# Форум для размышляющих > Творчество >  Книги о суициде.

## No Name

Подскажите книги на тему су.

Из прочитанного: 
Писатель и самоубийство.
Пауло Коэльо ''Вероника решает умереть''
Между жизнью и смертью.
Рукопись найденная в ванной.
Анна Каренина.
Научи меня умирать.
Куда приводят мечты?.

----------


## Dementiy

А. Камю неоднократно касался этой темы.
Правда он не оформлял свои размышления в художественную форму...

----------


## No Name

Знаю знаю, много чего у него читала. Больше всего "Посторонний" понравилось

----------


## Лёша

произведения Достоевского Ф.М

----------


## Evidence

Ганс Гейнц Эверс "Паук"

----------


## Rum

13 причин почему.
Мне не очень, но, может, кого заинтересует.
Годная научная книга - "Естетика самоубийства".
И, конечно, классика среди самоубийц прошлых веков - Гете "Страдания юного Вертера", тогда, прочитав эту книгу, многие молодые люди следовали примеру героя.

----------


## plaksivaya_tryapka

"Эгоистичный ген" Докинза. Не о суициде, но наталкивает на эти мысли.

----------


## Moonlight

Известная книга "Под стеклянным колпаком" Сильвии Плат
"Мне тебя обещали" Эльчин Сафарли

----------


## Nega

Автор - Владимир Сорокин.
Произведение - любое. (самоубийств, убийств- дохрена)

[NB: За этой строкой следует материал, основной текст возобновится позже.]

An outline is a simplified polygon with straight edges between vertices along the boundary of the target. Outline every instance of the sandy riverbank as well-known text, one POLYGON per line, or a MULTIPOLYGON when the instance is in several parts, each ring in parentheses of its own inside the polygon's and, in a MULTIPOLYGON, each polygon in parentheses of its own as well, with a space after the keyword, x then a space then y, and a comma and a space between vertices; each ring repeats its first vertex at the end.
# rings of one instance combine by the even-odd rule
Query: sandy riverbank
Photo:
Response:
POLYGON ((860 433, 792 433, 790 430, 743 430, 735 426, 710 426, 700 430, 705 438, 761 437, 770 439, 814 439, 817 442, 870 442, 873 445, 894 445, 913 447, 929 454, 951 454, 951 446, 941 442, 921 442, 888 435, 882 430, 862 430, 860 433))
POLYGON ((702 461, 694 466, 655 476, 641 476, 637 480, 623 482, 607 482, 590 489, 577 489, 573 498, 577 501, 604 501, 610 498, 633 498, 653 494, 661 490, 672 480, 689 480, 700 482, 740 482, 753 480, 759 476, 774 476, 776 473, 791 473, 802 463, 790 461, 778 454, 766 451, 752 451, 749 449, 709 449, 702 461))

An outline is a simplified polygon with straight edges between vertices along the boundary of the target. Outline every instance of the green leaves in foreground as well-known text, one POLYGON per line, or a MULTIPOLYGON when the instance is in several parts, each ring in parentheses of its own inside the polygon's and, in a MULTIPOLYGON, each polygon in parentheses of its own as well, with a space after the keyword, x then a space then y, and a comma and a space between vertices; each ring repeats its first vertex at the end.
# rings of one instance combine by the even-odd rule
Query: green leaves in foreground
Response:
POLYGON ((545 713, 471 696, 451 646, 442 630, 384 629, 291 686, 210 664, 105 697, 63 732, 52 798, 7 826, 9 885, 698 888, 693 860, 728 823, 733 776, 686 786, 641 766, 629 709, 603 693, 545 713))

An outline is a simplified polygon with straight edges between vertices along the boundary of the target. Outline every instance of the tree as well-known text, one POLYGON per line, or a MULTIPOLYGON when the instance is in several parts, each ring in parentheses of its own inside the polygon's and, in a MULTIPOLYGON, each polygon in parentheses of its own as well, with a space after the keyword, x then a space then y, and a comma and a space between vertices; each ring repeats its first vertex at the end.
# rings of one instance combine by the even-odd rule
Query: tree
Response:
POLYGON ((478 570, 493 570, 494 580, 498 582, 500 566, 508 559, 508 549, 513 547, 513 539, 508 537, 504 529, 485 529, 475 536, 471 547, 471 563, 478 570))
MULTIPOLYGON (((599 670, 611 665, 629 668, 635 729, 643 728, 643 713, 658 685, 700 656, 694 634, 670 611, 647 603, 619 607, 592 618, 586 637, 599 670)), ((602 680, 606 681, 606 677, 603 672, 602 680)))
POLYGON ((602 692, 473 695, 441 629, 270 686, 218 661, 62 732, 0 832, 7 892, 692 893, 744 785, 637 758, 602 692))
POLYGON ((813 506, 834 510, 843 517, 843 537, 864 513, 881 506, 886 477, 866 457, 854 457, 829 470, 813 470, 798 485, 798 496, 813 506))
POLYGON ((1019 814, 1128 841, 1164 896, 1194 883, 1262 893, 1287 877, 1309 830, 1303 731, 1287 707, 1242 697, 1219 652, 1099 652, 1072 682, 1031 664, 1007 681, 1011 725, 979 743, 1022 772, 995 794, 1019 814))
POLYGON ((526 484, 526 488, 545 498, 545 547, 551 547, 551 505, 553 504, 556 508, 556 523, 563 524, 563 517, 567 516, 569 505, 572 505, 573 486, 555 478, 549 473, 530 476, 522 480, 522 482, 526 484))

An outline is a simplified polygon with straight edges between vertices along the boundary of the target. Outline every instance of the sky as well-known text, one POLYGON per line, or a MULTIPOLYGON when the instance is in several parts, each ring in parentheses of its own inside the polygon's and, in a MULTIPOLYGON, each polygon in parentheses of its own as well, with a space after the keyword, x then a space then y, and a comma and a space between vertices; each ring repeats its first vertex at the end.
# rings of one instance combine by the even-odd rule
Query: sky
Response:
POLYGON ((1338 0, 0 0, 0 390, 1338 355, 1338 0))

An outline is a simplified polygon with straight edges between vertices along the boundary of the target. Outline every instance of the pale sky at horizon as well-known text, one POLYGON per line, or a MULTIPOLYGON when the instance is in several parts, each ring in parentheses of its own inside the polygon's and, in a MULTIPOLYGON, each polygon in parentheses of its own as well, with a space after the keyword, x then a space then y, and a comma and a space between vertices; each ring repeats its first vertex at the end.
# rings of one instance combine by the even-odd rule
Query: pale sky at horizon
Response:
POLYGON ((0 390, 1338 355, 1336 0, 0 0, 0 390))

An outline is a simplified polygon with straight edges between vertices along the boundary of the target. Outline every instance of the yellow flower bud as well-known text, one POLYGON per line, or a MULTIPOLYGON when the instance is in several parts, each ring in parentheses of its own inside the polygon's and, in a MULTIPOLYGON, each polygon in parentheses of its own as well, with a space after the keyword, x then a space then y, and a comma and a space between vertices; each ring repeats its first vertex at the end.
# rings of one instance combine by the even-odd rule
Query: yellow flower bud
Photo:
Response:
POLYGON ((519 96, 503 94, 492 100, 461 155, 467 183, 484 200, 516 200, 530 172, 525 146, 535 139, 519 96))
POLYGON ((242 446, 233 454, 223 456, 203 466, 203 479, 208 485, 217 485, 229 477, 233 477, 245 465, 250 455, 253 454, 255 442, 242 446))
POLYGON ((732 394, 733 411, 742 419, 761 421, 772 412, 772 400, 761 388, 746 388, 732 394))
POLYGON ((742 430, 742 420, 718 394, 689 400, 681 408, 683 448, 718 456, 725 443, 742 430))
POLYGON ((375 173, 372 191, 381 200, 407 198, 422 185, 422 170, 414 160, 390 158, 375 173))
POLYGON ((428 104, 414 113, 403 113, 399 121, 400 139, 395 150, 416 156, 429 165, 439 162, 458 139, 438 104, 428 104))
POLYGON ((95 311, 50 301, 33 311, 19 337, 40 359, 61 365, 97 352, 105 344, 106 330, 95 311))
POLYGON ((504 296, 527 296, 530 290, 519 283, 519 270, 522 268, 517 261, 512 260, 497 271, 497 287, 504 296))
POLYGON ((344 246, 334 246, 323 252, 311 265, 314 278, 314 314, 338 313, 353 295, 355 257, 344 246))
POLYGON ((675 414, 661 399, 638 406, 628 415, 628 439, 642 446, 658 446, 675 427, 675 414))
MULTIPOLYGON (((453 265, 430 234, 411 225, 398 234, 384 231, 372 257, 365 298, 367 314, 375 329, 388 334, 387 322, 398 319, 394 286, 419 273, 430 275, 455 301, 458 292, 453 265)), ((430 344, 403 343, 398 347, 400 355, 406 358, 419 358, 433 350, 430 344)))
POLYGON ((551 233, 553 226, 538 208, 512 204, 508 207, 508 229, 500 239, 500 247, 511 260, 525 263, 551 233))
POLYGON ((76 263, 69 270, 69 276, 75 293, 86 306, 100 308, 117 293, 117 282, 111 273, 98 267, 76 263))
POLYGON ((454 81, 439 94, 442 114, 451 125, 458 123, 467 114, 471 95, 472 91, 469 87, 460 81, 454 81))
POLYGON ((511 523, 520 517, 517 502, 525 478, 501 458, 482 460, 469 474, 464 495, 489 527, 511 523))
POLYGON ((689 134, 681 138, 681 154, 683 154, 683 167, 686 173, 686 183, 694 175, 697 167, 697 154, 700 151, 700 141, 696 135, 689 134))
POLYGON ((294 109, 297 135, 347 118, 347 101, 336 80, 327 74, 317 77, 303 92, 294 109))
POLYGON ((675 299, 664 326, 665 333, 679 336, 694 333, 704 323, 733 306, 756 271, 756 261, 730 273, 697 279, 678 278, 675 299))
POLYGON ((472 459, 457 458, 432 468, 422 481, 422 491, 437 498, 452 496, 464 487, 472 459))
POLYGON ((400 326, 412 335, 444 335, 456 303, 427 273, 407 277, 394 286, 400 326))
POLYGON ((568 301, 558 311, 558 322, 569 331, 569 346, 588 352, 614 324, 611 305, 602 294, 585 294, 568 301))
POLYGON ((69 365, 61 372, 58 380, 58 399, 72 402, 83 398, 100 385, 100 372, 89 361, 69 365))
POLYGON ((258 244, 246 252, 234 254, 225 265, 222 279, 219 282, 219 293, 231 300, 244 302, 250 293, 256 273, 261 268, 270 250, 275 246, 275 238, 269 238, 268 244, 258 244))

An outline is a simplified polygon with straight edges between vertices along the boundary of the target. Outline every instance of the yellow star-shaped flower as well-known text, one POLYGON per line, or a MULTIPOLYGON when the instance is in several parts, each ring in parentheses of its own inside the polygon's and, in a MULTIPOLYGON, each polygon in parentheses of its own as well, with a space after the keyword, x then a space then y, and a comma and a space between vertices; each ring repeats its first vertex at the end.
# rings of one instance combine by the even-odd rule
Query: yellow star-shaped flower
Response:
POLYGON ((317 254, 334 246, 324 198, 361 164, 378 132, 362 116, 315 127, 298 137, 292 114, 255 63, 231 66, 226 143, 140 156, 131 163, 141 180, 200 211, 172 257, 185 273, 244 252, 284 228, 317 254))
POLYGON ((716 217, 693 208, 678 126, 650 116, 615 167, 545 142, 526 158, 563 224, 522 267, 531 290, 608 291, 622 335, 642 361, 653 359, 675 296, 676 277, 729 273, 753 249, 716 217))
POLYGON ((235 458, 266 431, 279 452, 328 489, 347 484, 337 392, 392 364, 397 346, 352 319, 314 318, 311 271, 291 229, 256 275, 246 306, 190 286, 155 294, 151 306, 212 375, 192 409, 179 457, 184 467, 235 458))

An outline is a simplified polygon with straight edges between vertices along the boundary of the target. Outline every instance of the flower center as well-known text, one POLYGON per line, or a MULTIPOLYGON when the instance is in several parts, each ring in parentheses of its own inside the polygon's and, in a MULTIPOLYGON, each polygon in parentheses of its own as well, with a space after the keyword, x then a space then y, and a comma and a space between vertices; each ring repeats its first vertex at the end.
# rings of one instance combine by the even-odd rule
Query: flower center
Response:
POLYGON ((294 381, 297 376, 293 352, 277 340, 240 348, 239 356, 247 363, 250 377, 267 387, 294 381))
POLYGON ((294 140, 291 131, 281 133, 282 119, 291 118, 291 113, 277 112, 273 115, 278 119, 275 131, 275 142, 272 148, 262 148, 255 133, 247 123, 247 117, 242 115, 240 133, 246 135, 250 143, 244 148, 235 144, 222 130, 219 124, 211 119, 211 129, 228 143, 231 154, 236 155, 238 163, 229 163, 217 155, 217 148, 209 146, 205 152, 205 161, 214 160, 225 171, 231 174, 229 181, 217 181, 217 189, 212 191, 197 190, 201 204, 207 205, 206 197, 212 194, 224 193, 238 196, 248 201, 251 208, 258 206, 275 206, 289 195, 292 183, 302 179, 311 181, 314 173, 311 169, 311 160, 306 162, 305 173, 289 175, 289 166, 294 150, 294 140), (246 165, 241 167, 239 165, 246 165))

Про него пишут в инете :"Работы этого писателя  представляют собой тончайшее выстёбывание действительности в обёртке тотального треша, угара и содомии, который обильно сдобрен повышенной натуралистичностью, физиологичностью, обилием анально-фекальной тематики и обсценной лексики." Я с этим согласна.  
Читала подавливая рвотный рефлекс. (не стоит читать в период приёма пищи).  Безумно интересно.

----------


## Lana0305

Библия. История о Самсоне. Еще там был один товарищ, имени не помню, так вот, когда возникла угроза плена, он с крепостной стены бросился. И Библия говорит, вот, мол, какой мужественный и прекрасный поступок))

----------


## старый_параноик

"Сайт самоубийц". Келли Йорк.

----------